Film dokumenter Nganteuran rencananya akan diluncurkan sekaligus ditayangkan hari ini dengan lokasi di Alun-alun Jampang Kulon, Kabupaten Sukabumi dan bisa disaksikan secara daring di website titiksarira.com . Film ini merupakan produksi Tilik Sarira Creative Process melibatkan 12 seniman dan peneliti lintas disiplin (Visual, Pertunjukan, Antropologi) dari beberapa daerah di Indonesia.
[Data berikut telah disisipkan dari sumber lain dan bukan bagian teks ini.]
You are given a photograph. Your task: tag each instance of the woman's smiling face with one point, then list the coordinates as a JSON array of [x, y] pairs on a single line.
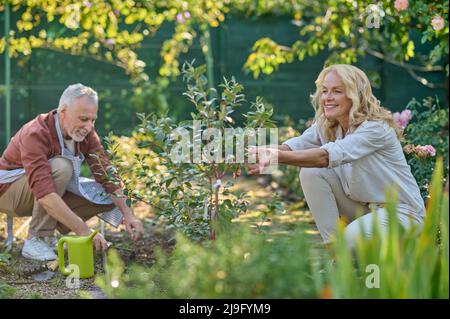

"Sebenarnya dalam dokumenter ini keseharian dan hal yang baisa terjadi yang di kurasi dalam montase-montasenya, disini yang penting bagaimana kita melihat keseharian itu menjadi penting, menjadi yang awalnya tidak terbaca dan bisa terbaca oleh khalayak luas bagaimana itu menjadi arsip hidup yang penting ketika si para perempuan itu tetap melakukan nganteuran sebagai strategi ketahanan pangan atau strategi mengelola budaya pangan itu meskipun tidak secara besar," kata Sophiyah.

Hidupkan Tradisi 'Nganteuran' Resep Perempuan Jampang Lewat Bingkai Para SineasHidupkan Tradisi 'Nganteuran' Resep Perempuan Jampang Lewat Bingkai Para Sineas Foto: Dokumentasi Titik Salira

"Tetapi memelihara ruang lingkup kecil seperti itu dalam keseharian arsip yang pentjng yang harus kita pelajarj bersama, bukan hanya dalam glorifikasi orang Jampang tapi momen ini adalah yg bisa dipelajari oleh perempuan lainnya. Bagaimana resep itu bisa diturunkan diwariskan dari perempuan dsri nenek buyutnya sampai regensrsi kemudian bagaimana peran krusial perempuan dalam pengolahan pangan," pungkasnya menambahkan.